地下鉄の入り口にいるのは一人の男。身形からして…ホームレスだろう、髭を生やし肌は何日も湯を浴びていないのか、煤けている様に所々黒い。穴だらけの軍手を着けた手で、何かを持ちそれを凝視している。確認するように、視線をちらちらと何かに満遍なく当てている。

「完了だ…」

影はすぐそこまで、迫っている。



一方、その影にだって気づく事無く、入り口の男に厳しい視線を頂戴し、屋根のある地下鉄入り口から尻尾を巻いて立ち去ったもう一人の男…新垣嬰児が、辺りを見回しながらゆっくりと地下鉄の入り口へと近付いていた。

「煙草、煙草ー…っと…何処に落としたんだ…」

ぽり、後頭部を軽く掻いて、入り口付近まで来る。
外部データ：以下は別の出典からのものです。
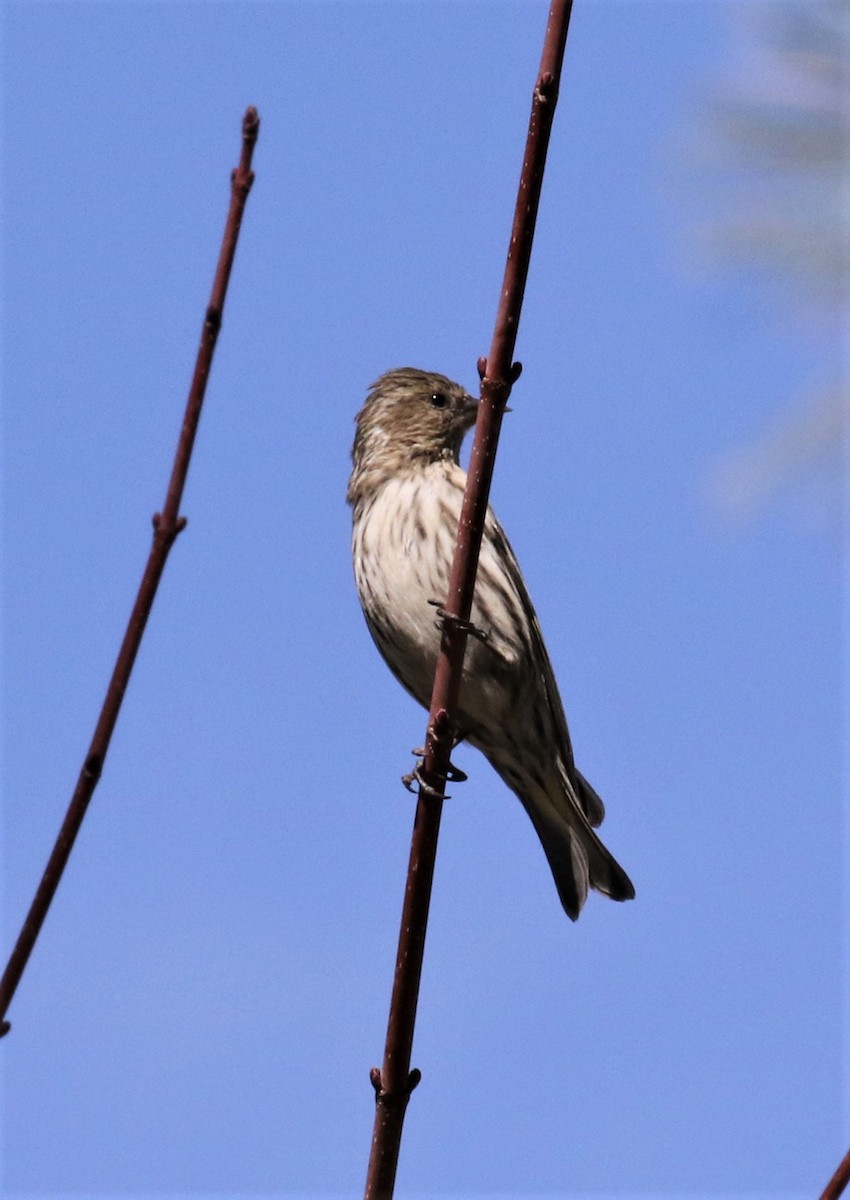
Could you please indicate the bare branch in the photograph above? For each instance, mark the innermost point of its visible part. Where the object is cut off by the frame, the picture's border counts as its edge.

…男の一瞥を思い出したのか、新垣は苦い顔をして少々隠れながら入り口を覗き見遣った。

ん?

新垣は思わず首を傾ぐ。目の前の光景を良く見るために、もう少し目を開いた。


・・・・・・
・・・・
・・



「さあ、渡してもらいましょうか」

「…さすがに、早いな」


一体、これは何て映画だ。

そんな言葉が新垣の頭を巡る。目の前の光景に目を何度も瞬かせ、息を潜めて其の様子を見た。
…長い髪を二つに結わえたロングコートの少女が、ホームレスへと手を差し出している。そして、そのホームレスはといえば、何かを持っているらしい手をぐっと握り締め、握り締めたそれを胸ポケットへとぐっと押し込んだ、汚れた顔に不敵な笑みを湛えながら。

「簡単に渡すわけにはいかない」

「でしょうね」

「物分りの良いお嬢さんだ…嫌いじゃない!」


ッキィン

派手な音が地下へと下りる階段に木霊した。新垣の方からは何が起こったのかは判らない。だが、鋭い金属音は最初よりは小さなものの、何度も繰り返し繰り返し、階段に響く。狭いだろう階段の中で、金のしなやかな髪を振るう少女がホームレスと格闘している。




「いい加減、諦めたらどうだい!」

「任務を諦めろなんて、スパイが言う台詞かしら…ッ」

少女…エリィの目の前で、火花が散った。きつい閃光に、瞳を閉じはしなかったものの瞬きを数回。…目の前に、ホームレスはいない。瞬間的な移動手段として、考えられるのは跳躍。エリィはすぐさま天を仰いだ。…薄汚れたコートを翻し、屋根すれすれに飛び上がり、階段入り口へと着地しようとする姿が大きな瞳に映る。考えるよりもまず先に、身体が動く。大した距離ではない、すぐに追いつける。階段を四段飛ばしで駆け上がった。ホームレスは着地地点から今まさに一歩踏み出そうとした所。さあ、これからが本番だと、エリィは大きな目の瞳孔を大きく開いて男の後姿に照準を合わせた。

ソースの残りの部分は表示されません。